O caráter polissêmico desses conceitos é um
fator revelador de que não há interpretação mecânica ou neutra das leis – fato
esse que os acusadores do STF e de seu decano parecem não compreender. Se por
um lado a interpretação das normas é condicionada pela experiência pessoal e
intelectual do intérprete, por outro, quanto mais principiológico é um texto
legal, maior é a discricionariedade dos juízes. Mesmo que as decisões estejam
escritas na linguagem da lógica jurídica, elas encerram juízos de valor que
podem conflitar entre si. Como dizia o justice Oliver Wendell Holmes
Jr., antigo presidente da Suprema Corte americana e docente de Harvard, processos
são “campos de batalha” nos quais a sentença é preferência de um determinado
juiz de um determinado lugar num determinado momento histórico.

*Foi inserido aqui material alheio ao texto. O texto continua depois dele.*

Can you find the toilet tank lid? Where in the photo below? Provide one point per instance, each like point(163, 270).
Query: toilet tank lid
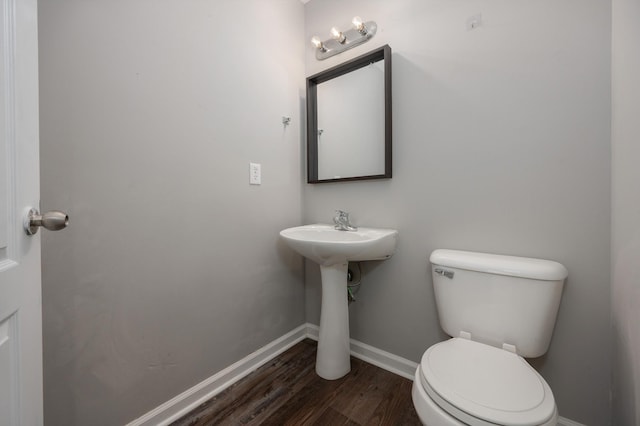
point(525, 267)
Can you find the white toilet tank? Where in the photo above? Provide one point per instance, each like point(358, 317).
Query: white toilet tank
point(498, 299)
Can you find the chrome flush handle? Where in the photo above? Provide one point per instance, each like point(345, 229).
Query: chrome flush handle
point(440, 271)
point(53, 221)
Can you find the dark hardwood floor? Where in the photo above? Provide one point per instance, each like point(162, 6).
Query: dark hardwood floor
point(287, 391)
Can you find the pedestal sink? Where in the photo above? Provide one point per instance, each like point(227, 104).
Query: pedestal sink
point(333, 250)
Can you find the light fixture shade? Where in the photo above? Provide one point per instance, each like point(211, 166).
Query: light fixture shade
point(337, 35)
point(357, 22)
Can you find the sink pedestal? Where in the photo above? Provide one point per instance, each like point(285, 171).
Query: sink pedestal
point(333, 357)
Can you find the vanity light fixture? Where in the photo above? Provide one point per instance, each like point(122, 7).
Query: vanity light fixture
point(341, 41)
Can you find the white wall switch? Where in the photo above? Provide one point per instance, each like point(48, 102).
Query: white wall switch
point(254, 174)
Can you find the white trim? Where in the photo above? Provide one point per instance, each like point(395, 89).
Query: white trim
point(191, 398)
point(385, 360)
point(566, 422)
point(188, 400)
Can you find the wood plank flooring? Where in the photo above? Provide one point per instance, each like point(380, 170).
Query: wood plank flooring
point(287, 391)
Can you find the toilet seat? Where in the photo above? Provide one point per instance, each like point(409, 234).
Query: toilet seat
point(484, 385)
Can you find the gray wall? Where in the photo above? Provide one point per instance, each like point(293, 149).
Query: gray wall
point(501, 144)
point(625, 249)
point(171, 268)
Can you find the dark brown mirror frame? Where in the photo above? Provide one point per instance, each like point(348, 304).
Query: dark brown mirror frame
point(382, 53)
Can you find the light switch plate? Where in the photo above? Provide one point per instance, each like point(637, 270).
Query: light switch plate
point(255, 177)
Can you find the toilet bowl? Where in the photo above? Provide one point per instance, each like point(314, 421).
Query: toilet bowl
point(500, 309)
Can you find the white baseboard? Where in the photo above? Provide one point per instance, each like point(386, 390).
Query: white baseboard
point(385, 360)
point(191, 398)
point(566, 422)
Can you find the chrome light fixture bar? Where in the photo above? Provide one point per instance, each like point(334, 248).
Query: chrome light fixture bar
point(342, 41)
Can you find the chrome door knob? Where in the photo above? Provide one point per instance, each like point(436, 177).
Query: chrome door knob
point(53, 221)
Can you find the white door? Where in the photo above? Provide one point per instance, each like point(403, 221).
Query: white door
point(20, 296)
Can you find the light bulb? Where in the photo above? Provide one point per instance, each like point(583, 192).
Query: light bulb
point(357, 23)
point(336, 34)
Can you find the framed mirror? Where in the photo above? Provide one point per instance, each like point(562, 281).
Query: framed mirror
point(349, 120)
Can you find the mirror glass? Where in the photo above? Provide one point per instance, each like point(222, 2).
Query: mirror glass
point(349, 120)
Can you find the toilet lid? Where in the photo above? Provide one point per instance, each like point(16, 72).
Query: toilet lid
point(486, 383)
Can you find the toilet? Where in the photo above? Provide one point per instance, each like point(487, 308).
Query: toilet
point(498, 310)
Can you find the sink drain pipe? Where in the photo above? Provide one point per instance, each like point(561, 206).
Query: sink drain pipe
point(354, 279)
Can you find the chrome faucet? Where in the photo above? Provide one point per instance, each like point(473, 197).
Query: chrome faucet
point(342, 221)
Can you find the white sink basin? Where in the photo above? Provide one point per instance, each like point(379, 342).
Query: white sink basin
point(333, 250)
point(327, 246)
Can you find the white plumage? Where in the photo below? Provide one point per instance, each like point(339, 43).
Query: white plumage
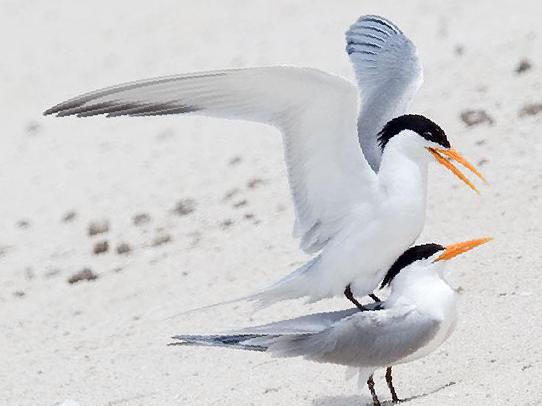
point(356, 210)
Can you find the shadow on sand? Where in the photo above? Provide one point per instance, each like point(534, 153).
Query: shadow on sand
point(366, 400)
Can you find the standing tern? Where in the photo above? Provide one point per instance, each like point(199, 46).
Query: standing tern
point(357, 208)
point(418, 316)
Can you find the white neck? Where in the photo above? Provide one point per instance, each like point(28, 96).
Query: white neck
point(425, 288)
point(403, 170)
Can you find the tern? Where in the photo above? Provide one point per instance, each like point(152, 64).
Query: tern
point(357, 165)
point(417, 317)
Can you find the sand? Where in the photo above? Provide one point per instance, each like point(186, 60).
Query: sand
point(213, 211)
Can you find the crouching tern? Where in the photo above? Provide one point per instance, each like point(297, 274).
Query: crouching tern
point(417, 317)
point(357, 166)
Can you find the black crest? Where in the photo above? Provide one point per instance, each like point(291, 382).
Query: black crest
point(414, 122)
point(411, 255)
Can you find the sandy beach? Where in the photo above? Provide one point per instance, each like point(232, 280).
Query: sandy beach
point(112, 227)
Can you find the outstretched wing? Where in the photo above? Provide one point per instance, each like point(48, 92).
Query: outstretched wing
point(377, 338)
point(315, 111)
point(389, 74)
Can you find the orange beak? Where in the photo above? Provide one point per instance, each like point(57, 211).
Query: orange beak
point(454, 250)
point(444, 157)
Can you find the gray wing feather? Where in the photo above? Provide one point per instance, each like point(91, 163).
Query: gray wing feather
point(389, 74)
point(348, 337)
point(315, 111)
point(379, 338)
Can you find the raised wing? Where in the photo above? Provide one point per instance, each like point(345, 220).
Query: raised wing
point(315, 111)
point(389, 74)
point(377, 338)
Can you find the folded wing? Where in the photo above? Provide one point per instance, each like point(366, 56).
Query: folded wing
point(389, 74)
point(316, 113)
point(348, 337)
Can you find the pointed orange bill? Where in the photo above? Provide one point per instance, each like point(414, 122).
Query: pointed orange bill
point(452, 154)
point(454, 250)
point(456, 156)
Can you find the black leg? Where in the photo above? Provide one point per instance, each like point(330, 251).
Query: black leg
point(350, 296)
point(389, 381)
point(371, 385)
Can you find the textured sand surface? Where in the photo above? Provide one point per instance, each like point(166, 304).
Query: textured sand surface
point(103, 342)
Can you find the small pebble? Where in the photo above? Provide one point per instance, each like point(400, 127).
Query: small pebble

No limite, textos legais com conceitos mais
abertos – como defesa da Pátria e da Bandeira e garantia dos Poderes
constitucionais – encerram dois riscos. Por um lado, o excesso de
princípios pode inviabilizar o direito positivo como técnica. Por outro,
confere aos responsáveis por sua aplicação um amplo poder político e
institucional. Decorre daí a porosidade da fronteira entre a criação do
direito, de competência do legislador, e sua aplicação, de competência do juiz.

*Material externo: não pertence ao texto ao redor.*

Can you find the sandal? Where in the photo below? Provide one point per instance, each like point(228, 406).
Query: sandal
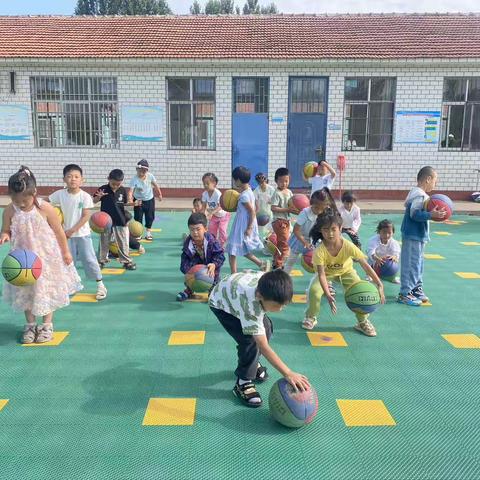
point(247, 393)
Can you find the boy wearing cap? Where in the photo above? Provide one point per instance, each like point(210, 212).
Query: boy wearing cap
point(144, 187)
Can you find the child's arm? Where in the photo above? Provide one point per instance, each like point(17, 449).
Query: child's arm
point(6, 224)
point(371, 273)
point(55, 225)
point(296, 380)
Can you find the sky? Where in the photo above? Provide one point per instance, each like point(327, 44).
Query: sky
point(67, 7)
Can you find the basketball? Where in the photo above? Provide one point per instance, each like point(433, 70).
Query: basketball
point(229, 200)
point(198, 280)
point(442, 202)
point(100, 222)
point(59, 213)
point(299, 201)
point(388, 269)
point(21, 267)
point(292, 408)
point(262, 219)
point(135, 228)
point(307, 262)
point(310, 169)
point(362, 297)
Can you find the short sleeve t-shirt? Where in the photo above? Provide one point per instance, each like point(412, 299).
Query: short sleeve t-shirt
point(319, 182)
point(143, 188)
point(213, 201)
point(72, 206)
point(235, 295)
point(280, 199)
point(114, 204)
point(342, 263)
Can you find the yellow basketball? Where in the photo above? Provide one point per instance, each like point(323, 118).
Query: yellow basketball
point(229, 200)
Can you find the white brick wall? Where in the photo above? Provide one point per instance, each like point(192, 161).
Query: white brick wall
point(419, 87)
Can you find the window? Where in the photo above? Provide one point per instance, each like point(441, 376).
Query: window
point(461, 114)
point(191, 113)
point(75, 111)
point(250, 95)
point(368, 113)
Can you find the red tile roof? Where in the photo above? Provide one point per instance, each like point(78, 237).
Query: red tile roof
point(373, 36)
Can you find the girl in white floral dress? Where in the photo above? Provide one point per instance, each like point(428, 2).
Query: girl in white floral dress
point(31, 224)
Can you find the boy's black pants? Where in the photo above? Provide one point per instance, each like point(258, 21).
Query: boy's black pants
point(247, 349)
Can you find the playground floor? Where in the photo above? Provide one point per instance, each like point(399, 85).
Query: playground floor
point(139, 385)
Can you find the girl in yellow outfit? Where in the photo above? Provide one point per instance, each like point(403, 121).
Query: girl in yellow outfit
point(333, 260)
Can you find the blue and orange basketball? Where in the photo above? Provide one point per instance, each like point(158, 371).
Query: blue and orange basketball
point(292, 408)
point(21, 267)
point(198, 280)
point(362, 297)
point(442, 202)
point(100, 222)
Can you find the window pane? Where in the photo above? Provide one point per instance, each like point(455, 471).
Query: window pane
point(382, 89)
point(204, 89)
point(474, 89)
point(180, 125)
point(454, 89)
point(179, 89)
point(356, 89)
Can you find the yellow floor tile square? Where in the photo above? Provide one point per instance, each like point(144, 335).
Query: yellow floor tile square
point(468, 275)
point(113, 271)
point(299, 298)
point(58, 338)
point(170, 411)
point(187, 338)
point(84, 298)
point(365, 413)
point(463, 340)
point(296, 273)
point(326, 339)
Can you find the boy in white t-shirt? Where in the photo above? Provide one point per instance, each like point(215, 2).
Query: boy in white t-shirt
point(75, 205)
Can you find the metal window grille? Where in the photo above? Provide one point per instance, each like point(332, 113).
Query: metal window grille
point(460, 124)
point(369, 113)
point(191, 113)
point(250, 95)
point(74, 111)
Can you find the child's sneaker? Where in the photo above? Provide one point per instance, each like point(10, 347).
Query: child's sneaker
point(29, 333)
point(44, 333)
point(409, 300)
point(418, 293)
point(309, 323)
point(366, 328)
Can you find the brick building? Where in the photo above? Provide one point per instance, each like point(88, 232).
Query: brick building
point(202, 93)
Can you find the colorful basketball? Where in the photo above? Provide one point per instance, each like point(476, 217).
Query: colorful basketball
point(307, 262)
point(442, 202)
point(229, 200)
point(100, 222)
point(198, 280)
point(362, 297)
point(262, 219)
point(135, 228)
point(21, 267)
point(292, 408)
point(59, 213)
point(388, 269)
point(299, 201)
point(310, 169)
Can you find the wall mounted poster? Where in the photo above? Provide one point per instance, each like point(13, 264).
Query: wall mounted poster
point(14, 122)
point(417, 127)
point(142, 123)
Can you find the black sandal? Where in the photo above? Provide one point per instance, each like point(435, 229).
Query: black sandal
point(246, 393)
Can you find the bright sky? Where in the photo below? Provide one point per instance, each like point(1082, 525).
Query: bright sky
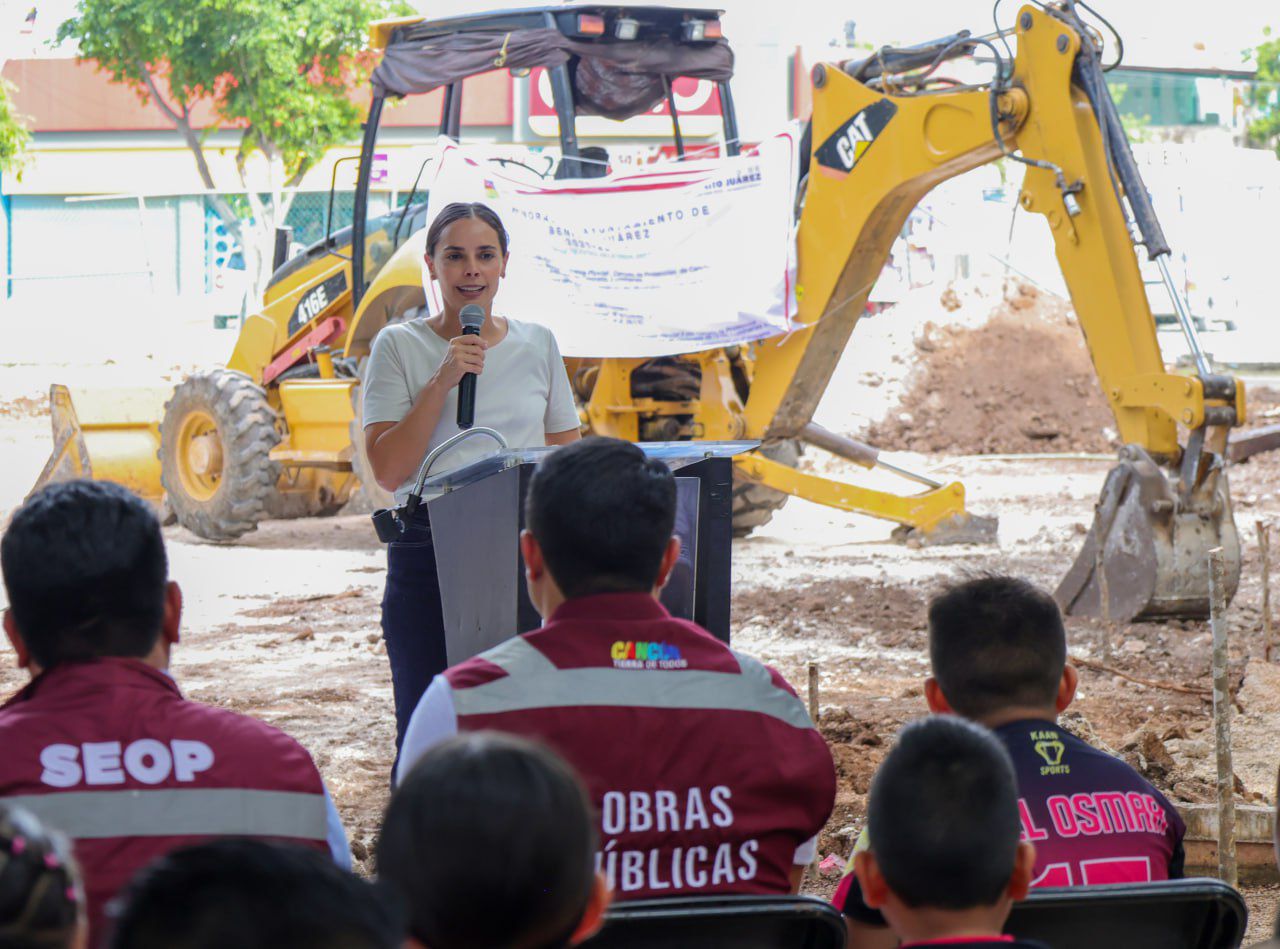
point(1173, 33)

Também decorre daí a crescente judicialização da vida política e a subsequente
politização da Justiça. Decorrem daí, ainda, a jurisprudência criativa dos
tribunais, a multiplicação de decisões com fundamentos extrajurídicos e o
intervencionismo em políticas públicas.
Com seus rompantes, confundindo “autoridade
suprema” com poder absoluto, como é o caso de Bolsonaro e seu entorno militar e
político, os bolsonaristas críticos do STF – a começar pelo próprio presidente
– agiriam melhor se ficassem calados, pois assim não revelariam o grau de sua
ignorância jurídica. Como abriram a boca, mostraram não ter competência para
discutir problemas atuais mais importantes em matéria de aplicação e de
interpretação do direito.
Como mudar um cenário em que as decisões
judiciais tendem a ser mais uma criação dos juízes do que o resultado da
aplicação dedutiva de normas jurídicas? Há limites à recriação da ordem legal
por meio de interpretações judiciais? É possível evitar que o controle da
constitucionalidade das leis se converta numa atividade inovadora de sentido,
mesmo sob a justificativa de atualizar um pacto constitucional que, por
princípio, é fruto de um processo de decisão coletiva destinado a garantir ao
máximo sua universalidade e consenso? Se muitos textos legais contemporâneos
são amoldáveis para a atribuição de qualquer sentido por um juiz, como fica a
segurança do direito?
Em suma, ao redigir o artigo 142, os
constituintes talvez tenham cedido demais, no plano simbólico, para as Forças
Armadas. E o fato é que agora, 33 anos depois, uma parte dela – ignara,
anacrônica e de vocação autocrática – parece almejar mais do que a tutela
simbólica. Ou seja: o poder efetivo. Nesse sentido, ao insistir que esse artigo
confere às Forças Armadas um poder moderador, perante um grupo de generais,
dois dias após o patético desfile de tanques sucateados pela esplanada dos
ministérios, em Brasília, Bolsonaro nada mais faz do que amplificar o desapreço
pelas liberdades públicas.
Com isso, negou a Constituição que jurou
cumprir. E agora, ao acusar os ministros do STF de “extrapolarem de suas
prerrogativas”, quando na prática eles estão apenas exigindo respeito à ordem
constitucional, ainda deu mais um triste passo, cujas consequências são
imprevisíveis, que tende a tornar o País menor perante o mundo civilizado e as
nações com democracia consolidada.
(Publicado simultaneamente em Estado
da Arte em 15 de agosto de 2021;
https://estadodaarte.estadao.com.br/jef-poder-moderador-ffaa-142/)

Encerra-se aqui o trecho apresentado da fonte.